Rails (http://rubyonrails.com/) is awesome for CRUD, but becomes as hard as Java/JSP beyond the basic paradigm.

Seaside (http://seaside.st/) has the most innovative ideas and the best abstraction away from HTTP. However, Squeak as it currently exists and Cincom's pricing are barriers.

Erlyweb (http://erlyweb.org/) an Erlang-based, Rails-inspired framework has the best chance to deal with high volume Comet-style applications. The Erlang run-time is stable and supports a huge (hundreds of thousands) number of concurrent threads and has an amazing message passing mechanism.

Jifty (http://jifty.org/view/HomePage) is Rails on Perl... not a bad idea.

Django (http://www.djangoproject.com/) is a Python-based framework.
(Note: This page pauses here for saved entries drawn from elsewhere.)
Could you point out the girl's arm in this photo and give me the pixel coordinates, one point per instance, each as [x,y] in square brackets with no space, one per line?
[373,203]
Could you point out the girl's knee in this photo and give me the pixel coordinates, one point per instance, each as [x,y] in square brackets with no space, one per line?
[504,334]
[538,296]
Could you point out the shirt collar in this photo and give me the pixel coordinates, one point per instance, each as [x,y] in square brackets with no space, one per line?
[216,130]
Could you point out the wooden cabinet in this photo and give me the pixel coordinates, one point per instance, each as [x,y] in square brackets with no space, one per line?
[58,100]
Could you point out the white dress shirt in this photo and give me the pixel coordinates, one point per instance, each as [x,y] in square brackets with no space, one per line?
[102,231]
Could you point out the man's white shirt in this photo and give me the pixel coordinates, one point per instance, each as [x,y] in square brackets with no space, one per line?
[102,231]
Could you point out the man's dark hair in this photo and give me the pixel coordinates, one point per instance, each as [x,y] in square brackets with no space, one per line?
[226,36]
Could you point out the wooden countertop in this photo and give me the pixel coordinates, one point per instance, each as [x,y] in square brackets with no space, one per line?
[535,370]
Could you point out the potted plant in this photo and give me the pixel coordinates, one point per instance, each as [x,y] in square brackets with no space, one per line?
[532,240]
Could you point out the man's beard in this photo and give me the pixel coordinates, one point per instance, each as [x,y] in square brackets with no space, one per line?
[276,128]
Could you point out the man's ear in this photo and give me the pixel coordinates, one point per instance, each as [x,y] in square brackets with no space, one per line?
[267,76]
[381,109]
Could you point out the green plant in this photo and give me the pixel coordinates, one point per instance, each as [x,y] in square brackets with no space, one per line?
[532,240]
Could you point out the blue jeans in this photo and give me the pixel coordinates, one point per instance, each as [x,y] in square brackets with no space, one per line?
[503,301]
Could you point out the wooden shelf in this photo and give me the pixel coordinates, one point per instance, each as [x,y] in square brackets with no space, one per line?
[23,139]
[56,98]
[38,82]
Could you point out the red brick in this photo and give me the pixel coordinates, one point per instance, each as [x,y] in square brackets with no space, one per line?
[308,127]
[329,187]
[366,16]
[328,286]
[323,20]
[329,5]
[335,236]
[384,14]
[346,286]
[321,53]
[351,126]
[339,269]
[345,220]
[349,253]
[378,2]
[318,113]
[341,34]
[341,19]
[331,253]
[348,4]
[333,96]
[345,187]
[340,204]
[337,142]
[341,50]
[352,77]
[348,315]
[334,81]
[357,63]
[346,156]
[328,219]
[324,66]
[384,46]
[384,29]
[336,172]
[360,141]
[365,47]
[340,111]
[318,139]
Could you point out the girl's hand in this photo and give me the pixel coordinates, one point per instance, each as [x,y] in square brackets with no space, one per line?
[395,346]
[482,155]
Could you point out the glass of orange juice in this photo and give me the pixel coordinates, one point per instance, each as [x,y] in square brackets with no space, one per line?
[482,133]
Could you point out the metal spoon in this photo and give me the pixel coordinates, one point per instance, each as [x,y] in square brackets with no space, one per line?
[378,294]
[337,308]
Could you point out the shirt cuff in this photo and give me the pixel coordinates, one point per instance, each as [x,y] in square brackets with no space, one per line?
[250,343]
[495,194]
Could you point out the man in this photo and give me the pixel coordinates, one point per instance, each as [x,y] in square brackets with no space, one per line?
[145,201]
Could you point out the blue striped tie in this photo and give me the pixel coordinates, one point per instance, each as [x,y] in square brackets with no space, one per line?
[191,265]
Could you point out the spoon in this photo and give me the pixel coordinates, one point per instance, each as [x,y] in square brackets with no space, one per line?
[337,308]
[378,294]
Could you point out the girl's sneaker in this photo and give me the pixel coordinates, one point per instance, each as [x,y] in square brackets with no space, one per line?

I haven't used it, but many people love it. I have been unable to wrap my head around Python. Given how many people use and like Python, this seems to be a failure in my brain. Sorry I can't give better feedback about a tool that others find value in.

Aranea (http://www.araneaframework.org/) is a Java framework that barks up some of the same trees that Seaside does. However, without continuations (or at least syntactically pleasing continuations) I don't think a Java-based framework can support rapid, maintainable web sites.